Factors that affect the efficiency of lyophilization are sample size, surface area of the sample, thickness of the sample, eutectic temperature, solute concentration, type of instrument and vaccum, and temperature of condensor. Eutectic temperature is the most important factor determining how much sample can be lyophilized at one time.
Principal advantages of lyophilization process over conventional drying methods are,
- preservation of chemical and biological potency
- protection of sample from solution effects and chemical degradation
- homogeneity in final product
- ease of dispensing
- accurate and sterile dosing into final product containers.

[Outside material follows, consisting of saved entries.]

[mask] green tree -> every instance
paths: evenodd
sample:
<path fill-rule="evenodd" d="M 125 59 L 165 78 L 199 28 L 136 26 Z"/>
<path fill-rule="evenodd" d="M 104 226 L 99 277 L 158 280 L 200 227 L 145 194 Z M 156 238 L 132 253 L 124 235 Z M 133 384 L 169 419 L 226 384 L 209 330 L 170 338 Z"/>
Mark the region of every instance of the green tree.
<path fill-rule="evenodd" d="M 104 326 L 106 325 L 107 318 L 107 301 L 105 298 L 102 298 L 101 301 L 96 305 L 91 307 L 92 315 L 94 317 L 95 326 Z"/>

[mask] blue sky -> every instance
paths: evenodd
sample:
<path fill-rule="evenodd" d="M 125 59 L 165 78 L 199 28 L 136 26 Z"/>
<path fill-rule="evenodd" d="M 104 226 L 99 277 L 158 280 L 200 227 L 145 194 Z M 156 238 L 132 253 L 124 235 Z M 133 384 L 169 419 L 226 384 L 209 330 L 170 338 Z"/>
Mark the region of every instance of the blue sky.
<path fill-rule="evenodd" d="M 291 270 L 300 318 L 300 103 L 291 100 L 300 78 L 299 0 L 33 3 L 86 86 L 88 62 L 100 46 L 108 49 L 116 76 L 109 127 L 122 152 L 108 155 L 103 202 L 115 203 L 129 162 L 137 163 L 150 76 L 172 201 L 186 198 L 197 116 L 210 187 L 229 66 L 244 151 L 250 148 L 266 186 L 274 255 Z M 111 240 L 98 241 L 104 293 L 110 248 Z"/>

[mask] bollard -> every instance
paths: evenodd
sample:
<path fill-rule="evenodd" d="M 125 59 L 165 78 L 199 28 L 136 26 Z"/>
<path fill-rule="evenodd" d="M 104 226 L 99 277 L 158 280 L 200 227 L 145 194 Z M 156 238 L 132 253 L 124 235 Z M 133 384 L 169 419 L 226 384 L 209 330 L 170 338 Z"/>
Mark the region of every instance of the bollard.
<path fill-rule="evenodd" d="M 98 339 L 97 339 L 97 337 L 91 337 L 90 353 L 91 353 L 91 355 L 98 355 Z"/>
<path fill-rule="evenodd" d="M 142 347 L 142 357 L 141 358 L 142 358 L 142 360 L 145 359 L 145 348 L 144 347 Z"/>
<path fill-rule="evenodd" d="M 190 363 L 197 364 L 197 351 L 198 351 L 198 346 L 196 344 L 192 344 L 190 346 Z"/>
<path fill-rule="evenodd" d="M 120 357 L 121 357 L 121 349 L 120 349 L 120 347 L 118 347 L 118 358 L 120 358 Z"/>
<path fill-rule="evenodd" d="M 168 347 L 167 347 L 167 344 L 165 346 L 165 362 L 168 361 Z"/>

Disadvantages associated with this process are high cost of equipment, high-energy costs, and long processing time.
Application of Freeze Drying
Lyophilization has several applications in various industries.
- In pharmaceutical industry, It is a preferred method for the preservation of vaccines, pharmaceuticals, and other proteins. Lyophilization products comprise 10% of total cost ($8 billion) in pharmaceutical industry.
- In veterinary science, most common use of lyophilization range from production of vaccine for pets to inoculation of herds of cattle or flocks of poultry. This technique is used protect animals as well improve their quality.
- In food industry, various food products such as beef, ice cream, additives, and astronaut food are packed by lyophilization.
- Other applications of lyophilization include conservation of special bacterial and animal strains.